In a report by The Canadian Press
, an access-to-information request for FINTRAC data revealed that 47 companies have not been complying with regulations compelling them to flag questionable deals, while 38 entities have been doing so only on a partial basis.
The significant number of violators, which was uncovered almost 15 years after the relevant laws have already been implemented, prompted various observers to put Canada’s federal administration to task for neglecting their duty to enforce the policies.
“The government should not be taking a lax approach to these practices,” federal NDP critic Brian Masse wrote in an email. “Instead it needs to ensure that real estate markets aren't being used for money laundering — and that money laundering isn't helping to drive rising real estate costs for Canadians.”

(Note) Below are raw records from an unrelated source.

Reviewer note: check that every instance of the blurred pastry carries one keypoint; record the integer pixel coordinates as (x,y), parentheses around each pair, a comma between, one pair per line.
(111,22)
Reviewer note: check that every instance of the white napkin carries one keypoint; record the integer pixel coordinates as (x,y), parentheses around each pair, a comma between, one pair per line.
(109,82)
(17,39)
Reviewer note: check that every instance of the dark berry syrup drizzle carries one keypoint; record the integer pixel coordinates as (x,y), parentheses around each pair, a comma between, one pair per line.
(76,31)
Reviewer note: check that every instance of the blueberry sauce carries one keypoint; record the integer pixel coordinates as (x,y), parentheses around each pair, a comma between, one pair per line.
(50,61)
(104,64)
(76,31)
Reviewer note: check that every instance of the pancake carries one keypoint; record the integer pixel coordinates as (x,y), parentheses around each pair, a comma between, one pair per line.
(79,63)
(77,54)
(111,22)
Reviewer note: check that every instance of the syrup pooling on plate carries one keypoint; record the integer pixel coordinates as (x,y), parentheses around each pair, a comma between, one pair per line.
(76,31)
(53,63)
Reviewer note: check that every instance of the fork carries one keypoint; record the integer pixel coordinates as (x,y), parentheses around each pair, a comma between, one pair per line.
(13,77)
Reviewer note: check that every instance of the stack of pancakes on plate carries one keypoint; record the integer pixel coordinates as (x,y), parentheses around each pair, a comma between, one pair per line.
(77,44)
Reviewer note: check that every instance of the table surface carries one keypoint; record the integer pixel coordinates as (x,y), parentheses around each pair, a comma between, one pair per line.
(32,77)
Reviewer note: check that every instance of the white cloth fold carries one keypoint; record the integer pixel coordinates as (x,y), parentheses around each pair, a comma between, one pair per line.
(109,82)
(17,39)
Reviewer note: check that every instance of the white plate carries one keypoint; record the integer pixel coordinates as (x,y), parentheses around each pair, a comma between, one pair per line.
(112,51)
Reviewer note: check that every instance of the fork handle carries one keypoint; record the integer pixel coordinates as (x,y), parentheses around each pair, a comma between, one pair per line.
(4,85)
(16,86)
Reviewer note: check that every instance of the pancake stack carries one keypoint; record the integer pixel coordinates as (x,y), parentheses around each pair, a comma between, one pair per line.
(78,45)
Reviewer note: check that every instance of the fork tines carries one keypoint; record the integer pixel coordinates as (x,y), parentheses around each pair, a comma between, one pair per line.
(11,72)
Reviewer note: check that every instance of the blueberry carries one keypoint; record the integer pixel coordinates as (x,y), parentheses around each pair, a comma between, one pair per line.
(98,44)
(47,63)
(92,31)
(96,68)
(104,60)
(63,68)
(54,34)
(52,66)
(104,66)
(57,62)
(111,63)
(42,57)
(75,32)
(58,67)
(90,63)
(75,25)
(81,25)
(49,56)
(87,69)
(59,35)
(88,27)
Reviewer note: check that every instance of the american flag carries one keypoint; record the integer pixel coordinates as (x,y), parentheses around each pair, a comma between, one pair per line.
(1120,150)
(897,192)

“We can have the best rules possible around keeping laundered money out of our real estate market, but if no one is enforcing those rules, what good are they?” B.C. NDP housing critic David Eby said. “The realtors appear not to be taking the rules or the reporting obligations seriously, and [FINTRAC] seems to be not too concerned when they see mass non-compliance.”
“I just wonder how many more audits with dismal results like this have to be returned to Fintrac and the federal government before they decide to really crack down,” Eby added.
Laundering of illicit funds has been tagged by several quarters as a crucial driving factor in the near-unstoppable price increases in leading metropolitan markets such as Vancouver.
“It's just [unreal] and it's not sustainable and it won't last. Unless people do something and do something quickly, it's going to blow the place up,” U.S.-based hedge fund manager Marc Cohodes said.
The Canadian government should ensure that industry players are complying with existing legislation to address the growing problem of money laundering in the country’s real estate, according to analysts.